Comienza el calor en los tambos: cómo prevenir pérdidas en el ordeñe

La producción en las vacas lecheras puede disminuir entre un 20% y un 30% por el estrés térmico. Un especialista explica qué medidas se pueden tomar para reducir el impacto del calor en el rodeo.

 

El aumento de temperaturas y el rigor climático junto con la “tropicalización” del ambiente pueden afectar en distinto grado la salud y productividad en rodeos bovinos lecheros y carniceros con sistemas de producción semipastoriles. Estos sistemas utilizan oferta de alimentos con base de granos y concentrados que estimulan la fermentación excesiva y promueven calor metabólico, que aumenta la temperatura endógena y complica la disipación del calor. Las “dietas frías”, al contrario evitan el exceso de calor endógeno y contribuyen a minimizar el efecto del estrés calórico.

El estrés térmico presenta signos clínicos como aumento de frecuencia respiratoria y jadeo entre otros menos visibles, afecta a la vaca lechera, el feedlot y distintas categorías y edades de bovinos: terneros de destete precoz, novillitos o novillos Holando y animales terminados para venta requieren cuidados preventivos como sombras y adecuada provisión de agua. En el rodeo lechero vacas en producción, vacas en periparto y terneros son categorías de cuidado.

El estrés calórico tiene mayor incidencia y son predisponentes animales con antecedentes sanitarios o rodeos con deficiencia en su plan sanitario preventivo donde el estado inmunitario en algunos casos está deprimido. El estrés calórico puede medirse a través del “ITH “ (Índice de temperatura y humedad), que caracteriza en moderado, leve y severo de acuerdo al potencial riesgo según temperatura ambiente y humedad que junto al viento son responsables climáticos, valores de ITH superiores a 68 a 71 son considerados de riesgo.

Distintas pautas de manejo han sido propuestas para minimizar los efectos adversos como la disminución de la producción en vacas lecheras que oscila entre 20% y 40% causada por la menor ingestión de materia seca (10% menos en verano) y disminución del consumo de alimentos, provocando trastornos reproductivos como mortalidad embrionaria y disminución de las tasas de concepción-menor duración e intensidad en las manifestaciones de celos.

Las principales medidas son:

– Adecuar las instalaciones de preordeñe, ordeñe y post ordeñe.

– Sombras móviles o fijas permanentes o estacionales.

– Adaptación de los horarios de ordeñe.

– Provisión de agua segura en cantidad necesaria y suficiente con dietas frías adecuadas para evitar exceso de calor metabólico.

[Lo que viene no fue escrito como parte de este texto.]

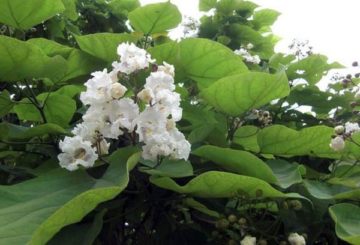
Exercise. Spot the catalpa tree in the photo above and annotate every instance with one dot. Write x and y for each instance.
(113, 133)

– Ventilación y rociadores en la sala de espera: son una opción difundida con buenos resultados. El rociado con agua (sprinkling) tiene dos usos: evitar polvo de tierra y utilización sobre los animales, lo ideal es utilizar para ambos colocando aspersores en los corrales con la precaución de no hacer barro y considerar que la demanda de agua se aumenta.

– Alimentación: lo primero que hace la vaca cuando sufre estrés calórico es dejar de comer por lo tanto utilizar dietas frías y adecuar horarios de oferta de comidas, preferentemente primeras horas de la mañana y en las últimas horas de luz.

Relación costo – beneficio

Impedir que la vaca deje de producir o disminuya su producción un 20% o 30% es el fundamento esencial para trabajar e invertir en mitigar los efectos adversos del estrés calórico.

Mitigar los efectos adversos del estrés calórico requiere establecer condiciones de humedad, temperatura y vientos frecuentes en la región y de esa forma determinar el punto crítico.

Es importante definir el impacto económico que tiene para la empresa implementar sistemas o construir instalaciones y hasta cuanto ese gasto influye en la respuesta productiva. Estas inversiones son elevadas en un término inicial.

Conocer los porcentajes de morbilidad o mortalidad relacionado en el estrés calórico permite hacer un diagnóstico preciso. El mayor costo corresponde a regiones que tienen climas con alta humedad relativa y/o baja velocidad de viento.